O contrato de co-seguro determinou também que é de inteira responsabilidade da Sul América a produção de materiais de propaganda e campanha publicitária. Mas a própria Cosesp confirma que numa ação de marketing, realizada de novembro de 1998 e janeiro de 1999, foram gastos R$ 3 milhões e um terço dessa quantia ficou destinado às peças de seguro para carros. “Divulgamos essa área porque atrás do seguro de veículos podemos oferecer outros produtos como o de vida e o rural”, esclarecem os assessores. A Cosesp jura de pés juntos que nada tem a ver com a intermediação da Metacor na transação: “Se alguma consultoria foi contratada, isso não foi da nossa parte”, afirma Denardi. O vice-presidente de produtos da Sul América, Minas Mardirossian, por sua vez, afirma que suas relações com a Metacor de Eduardo Jorge não representam 1% dos negócios que a empresa realiza no mercado de seguros com outras corretoras.

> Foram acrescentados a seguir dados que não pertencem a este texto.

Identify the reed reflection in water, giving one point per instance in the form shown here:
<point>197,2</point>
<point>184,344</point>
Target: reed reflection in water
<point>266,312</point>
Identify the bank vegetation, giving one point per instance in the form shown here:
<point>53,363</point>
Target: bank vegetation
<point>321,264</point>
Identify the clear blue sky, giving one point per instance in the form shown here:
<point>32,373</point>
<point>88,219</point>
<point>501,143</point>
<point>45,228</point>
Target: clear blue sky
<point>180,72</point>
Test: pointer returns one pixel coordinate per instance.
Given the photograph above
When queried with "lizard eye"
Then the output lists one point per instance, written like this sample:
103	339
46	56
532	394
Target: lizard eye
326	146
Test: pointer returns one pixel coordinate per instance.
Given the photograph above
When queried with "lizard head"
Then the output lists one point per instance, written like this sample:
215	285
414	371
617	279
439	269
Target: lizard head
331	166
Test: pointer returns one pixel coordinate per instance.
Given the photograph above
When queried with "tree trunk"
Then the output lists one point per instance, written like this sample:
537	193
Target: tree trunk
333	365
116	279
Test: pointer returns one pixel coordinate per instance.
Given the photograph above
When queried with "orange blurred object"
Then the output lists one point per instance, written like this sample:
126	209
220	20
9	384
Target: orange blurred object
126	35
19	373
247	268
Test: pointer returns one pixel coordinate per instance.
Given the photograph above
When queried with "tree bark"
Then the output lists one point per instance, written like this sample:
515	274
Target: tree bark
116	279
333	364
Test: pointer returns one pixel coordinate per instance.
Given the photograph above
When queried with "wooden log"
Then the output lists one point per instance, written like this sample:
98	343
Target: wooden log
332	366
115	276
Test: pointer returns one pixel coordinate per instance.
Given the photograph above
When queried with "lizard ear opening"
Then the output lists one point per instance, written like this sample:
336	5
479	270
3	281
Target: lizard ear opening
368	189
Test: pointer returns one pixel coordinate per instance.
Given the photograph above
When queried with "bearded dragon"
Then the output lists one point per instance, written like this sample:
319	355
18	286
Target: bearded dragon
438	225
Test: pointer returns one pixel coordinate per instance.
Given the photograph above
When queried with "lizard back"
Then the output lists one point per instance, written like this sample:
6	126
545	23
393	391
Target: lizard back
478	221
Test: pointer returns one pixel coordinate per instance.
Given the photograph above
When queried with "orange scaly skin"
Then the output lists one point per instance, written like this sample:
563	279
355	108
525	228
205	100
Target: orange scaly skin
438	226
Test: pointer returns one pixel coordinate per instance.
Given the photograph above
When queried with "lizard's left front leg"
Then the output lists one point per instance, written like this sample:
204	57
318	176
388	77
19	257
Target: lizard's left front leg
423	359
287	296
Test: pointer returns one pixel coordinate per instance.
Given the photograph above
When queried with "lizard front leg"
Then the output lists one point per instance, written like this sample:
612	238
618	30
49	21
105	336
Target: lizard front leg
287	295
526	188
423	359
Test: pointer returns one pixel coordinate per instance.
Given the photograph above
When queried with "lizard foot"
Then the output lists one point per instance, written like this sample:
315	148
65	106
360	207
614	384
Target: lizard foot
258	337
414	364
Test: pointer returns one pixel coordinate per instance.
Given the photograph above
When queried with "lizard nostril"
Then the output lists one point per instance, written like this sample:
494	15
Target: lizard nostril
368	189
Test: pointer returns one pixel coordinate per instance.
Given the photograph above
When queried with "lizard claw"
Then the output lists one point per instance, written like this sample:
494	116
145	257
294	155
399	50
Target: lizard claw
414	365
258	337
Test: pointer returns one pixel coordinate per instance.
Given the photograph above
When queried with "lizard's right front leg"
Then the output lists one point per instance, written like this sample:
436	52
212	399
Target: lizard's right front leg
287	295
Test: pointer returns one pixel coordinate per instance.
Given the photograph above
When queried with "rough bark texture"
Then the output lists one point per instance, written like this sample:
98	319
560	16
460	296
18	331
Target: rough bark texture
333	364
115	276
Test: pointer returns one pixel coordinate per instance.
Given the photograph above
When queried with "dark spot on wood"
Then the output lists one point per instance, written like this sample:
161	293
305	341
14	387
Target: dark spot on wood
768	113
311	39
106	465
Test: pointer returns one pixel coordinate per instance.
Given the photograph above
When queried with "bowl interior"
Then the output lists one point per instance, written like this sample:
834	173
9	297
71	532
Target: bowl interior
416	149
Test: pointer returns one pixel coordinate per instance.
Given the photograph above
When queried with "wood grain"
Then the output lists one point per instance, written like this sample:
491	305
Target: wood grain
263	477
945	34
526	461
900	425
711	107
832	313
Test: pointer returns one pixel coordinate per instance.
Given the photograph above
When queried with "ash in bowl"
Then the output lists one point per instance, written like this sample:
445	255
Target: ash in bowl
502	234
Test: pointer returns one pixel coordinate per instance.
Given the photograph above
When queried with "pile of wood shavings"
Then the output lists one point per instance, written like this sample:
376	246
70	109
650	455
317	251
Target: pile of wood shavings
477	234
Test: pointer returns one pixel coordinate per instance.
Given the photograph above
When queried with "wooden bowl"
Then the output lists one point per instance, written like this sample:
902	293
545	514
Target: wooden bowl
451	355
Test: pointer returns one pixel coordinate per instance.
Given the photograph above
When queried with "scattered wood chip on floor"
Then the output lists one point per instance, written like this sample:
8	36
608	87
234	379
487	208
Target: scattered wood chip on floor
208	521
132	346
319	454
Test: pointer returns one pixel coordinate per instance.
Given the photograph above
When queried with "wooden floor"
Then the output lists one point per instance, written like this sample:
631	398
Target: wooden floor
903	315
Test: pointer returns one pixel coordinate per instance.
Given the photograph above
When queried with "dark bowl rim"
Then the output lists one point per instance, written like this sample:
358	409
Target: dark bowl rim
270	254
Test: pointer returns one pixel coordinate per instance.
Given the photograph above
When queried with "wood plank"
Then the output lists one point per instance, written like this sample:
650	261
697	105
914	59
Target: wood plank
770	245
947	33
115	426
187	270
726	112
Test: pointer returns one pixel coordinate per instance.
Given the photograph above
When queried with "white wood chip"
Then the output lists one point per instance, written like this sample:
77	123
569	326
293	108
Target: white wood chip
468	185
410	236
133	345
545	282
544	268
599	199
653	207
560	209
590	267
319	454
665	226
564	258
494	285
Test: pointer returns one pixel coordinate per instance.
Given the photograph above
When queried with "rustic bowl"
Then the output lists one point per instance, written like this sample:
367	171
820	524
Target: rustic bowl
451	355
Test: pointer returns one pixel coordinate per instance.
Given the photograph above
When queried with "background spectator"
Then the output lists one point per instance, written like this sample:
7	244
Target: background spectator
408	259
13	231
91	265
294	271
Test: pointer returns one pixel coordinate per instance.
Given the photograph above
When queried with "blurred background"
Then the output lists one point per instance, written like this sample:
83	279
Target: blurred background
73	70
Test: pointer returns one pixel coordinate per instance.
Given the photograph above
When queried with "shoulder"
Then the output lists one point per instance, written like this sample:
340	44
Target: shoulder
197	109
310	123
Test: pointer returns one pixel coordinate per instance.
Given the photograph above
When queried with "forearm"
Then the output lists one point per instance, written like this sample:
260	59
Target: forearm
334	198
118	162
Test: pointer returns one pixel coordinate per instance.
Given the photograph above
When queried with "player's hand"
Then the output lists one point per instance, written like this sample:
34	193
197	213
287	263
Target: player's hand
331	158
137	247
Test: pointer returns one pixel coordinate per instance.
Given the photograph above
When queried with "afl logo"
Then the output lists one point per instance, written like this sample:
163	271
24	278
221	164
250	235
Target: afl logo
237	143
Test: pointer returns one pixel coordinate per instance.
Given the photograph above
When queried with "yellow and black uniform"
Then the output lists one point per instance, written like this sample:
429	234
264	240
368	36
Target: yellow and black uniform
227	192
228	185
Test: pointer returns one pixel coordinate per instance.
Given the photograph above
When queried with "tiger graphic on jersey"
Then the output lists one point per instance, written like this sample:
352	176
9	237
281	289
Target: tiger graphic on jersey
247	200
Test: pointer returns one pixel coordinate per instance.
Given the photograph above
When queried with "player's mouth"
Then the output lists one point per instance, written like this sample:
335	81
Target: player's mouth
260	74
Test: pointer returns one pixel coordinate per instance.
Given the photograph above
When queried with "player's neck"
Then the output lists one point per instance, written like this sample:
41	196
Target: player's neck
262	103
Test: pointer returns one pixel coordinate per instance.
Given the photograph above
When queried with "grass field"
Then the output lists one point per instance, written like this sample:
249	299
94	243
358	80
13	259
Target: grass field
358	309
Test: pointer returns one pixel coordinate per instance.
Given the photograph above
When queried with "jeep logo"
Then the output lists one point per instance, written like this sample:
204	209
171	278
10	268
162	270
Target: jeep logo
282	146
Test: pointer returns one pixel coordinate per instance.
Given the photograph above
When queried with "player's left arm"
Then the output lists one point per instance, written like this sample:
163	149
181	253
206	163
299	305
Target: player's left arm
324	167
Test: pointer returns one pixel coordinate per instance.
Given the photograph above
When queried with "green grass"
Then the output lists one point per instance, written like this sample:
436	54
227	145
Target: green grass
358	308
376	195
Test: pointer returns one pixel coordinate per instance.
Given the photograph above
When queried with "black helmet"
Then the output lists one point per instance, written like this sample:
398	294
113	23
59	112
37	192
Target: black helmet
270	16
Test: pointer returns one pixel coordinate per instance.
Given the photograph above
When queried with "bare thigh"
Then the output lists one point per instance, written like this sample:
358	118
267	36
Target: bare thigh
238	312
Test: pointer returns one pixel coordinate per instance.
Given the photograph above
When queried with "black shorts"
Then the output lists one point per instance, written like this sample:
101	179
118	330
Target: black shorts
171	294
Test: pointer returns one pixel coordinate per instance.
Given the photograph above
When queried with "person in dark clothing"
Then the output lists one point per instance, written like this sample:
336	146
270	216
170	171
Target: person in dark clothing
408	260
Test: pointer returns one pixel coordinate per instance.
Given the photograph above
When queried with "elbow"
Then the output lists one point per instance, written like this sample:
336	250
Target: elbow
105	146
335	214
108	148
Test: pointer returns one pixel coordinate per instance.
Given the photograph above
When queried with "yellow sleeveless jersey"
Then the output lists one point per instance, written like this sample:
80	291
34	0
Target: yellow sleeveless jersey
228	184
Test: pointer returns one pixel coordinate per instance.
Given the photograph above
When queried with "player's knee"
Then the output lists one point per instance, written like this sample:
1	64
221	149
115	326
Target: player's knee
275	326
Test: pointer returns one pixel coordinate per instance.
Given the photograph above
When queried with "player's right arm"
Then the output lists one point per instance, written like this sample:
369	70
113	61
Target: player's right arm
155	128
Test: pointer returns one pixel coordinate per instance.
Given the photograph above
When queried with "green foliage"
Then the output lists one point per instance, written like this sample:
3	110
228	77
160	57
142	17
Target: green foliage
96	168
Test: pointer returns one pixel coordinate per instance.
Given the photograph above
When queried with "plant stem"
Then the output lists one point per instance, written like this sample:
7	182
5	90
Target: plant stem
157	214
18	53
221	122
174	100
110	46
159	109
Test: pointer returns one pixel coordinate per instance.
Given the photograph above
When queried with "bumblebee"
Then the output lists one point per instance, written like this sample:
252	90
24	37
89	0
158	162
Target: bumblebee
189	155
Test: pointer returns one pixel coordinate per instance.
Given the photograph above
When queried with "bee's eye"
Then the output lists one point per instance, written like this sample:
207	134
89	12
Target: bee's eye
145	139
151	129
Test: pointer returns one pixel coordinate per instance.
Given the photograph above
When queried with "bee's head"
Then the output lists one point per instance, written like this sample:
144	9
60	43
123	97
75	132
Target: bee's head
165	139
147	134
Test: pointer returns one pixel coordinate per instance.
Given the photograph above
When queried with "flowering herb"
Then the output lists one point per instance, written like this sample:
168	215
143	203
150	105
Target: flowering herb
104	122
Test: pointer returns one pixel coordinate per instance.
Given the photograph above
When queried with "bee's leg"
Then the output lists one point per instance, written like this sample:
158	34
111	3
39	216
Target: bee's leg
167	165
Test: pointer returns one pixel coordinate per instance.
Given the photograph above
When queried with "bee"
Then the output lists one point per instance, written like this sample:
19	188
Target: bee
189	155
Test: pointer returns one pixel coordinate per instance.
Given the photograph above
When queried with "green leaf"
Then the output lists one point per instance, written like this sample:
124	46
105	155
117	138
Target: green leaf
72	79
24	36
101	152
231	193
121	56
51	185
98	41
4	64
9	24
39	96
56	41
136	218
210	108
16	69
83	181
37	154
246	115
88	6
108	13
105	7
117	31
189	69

Mesmo com a carteira transferida em 1998, todos os postos da seguradora Cosesp (12 no interior do Estado, além de Brasília, São Paulo e Rio) continuaram vendendo apólices de carros com a marca da estatal, ficando com 7% sobre o valor do prêmio (valor total do seguro vendido). O problema é que corretores autônomos deixaram de procurar as sucursais da estatal, pois podiam encontrar um serviço idêntico diretamente na rede de lojas da Sul América. Até hoje, o orçamento feito com um corretor na Sul América chega a ser 7% mais vantajoso do que contratando um representante da Cosesp. As vendas desse produto despencaram em 1999 e ainda assim a estatal lançou em outubro desse ano um plano de cargos, elevando salários e aumentando de 350 para 460 o número de empregos da companhia.
Dos 15 balcões de vendas da estatal, apenas um foi fechado. Justamente a sucursal da Cosesp em Brasília, que estava entre as três mais rentáveis, segundo informa Cláudia Falcão, ex-assessora pessoal do presidente José Maria Monteiro, que foi nomeada para a gerência da capital federal dois meses antes do fechamento da filial, em maio de 1999. Outros ex-funcionários da Cosesp Brasília ouvidos por ISTOÉ confirmaram que, apesar do fracasso no ramo de carros, as vendas do seguro rural e saúde geravam bons resultados. “Ninguém entendeu o que aconteceu”, lembra Cláudia. Simplesmente, a equipe recebeu um comunicado avisando que, a partir daquela data, estava demitida, pois o escritório seria terceirizado para a Metacor – ela, de novo. Para a Cosesp, Cláudia mente ao dizer que sua filial era uma das últimas que mereciam fechar as portas: “A sucursal de Brasília vinha acumulando resultados negativos de R$ 136.496,45”. Ainda segundo a Cosesp, o contrato com o Grupo Meta na capital vigorou até maio deste ano. Porém, até a semana passada o gerente da Metacor em Brasília, José Caetano de Figueiredo, ainda ocupava o escritório da Cosesp.

Nessa época, quem estava na presidência da Cosesp era o ex-chefe de gabinete de José Maria Monteiro, Edson Tomaz de Lima. Ele assumiu o cargo em fevereiro de 1999. Apesar da troca da cadeira, o Ministério Público Federal investiga as nomeações dos novos diretores da estatal, Sergio Castro e Julio César Figueiredo, sob suspeita de também serem apadrinhados de Eduardo Jorge. Na esfera estadual, a imagem que melhor ilustra a atual situação da Cosesp é uma teia, onde cada parente de integrantes do PSDB aparece dependurado em algum canto. O gerente da unidade de Campinas, Gilberto Selestino Biléo Soares, é o presidente do PSDB na cidade. Em Santos, o filho do gerente da sucursal, Luís Carlos Frigério, assessora o governador Covas. João Rodrigues Alckmin Júnior, primo do vice-governador e candidato a prefeito, Geraldo Alckmin, trabalha na Cosesp de Guaratinguetá. E o gerente da sucursal da Cosesp de Araraquara, Márcio Arbex, é cunhado da deputada federal pelo PSDB-SP Zulaiê Cobra. O próximo a aumentar essa lista será o gerente da Metacor José Caetano de Figueiredo. Na semana passada, ele foi solicitado a cancelar seu contrato com o Grupo Meta de Brasília para se tornar a partir de agora funcionário da Cosesp.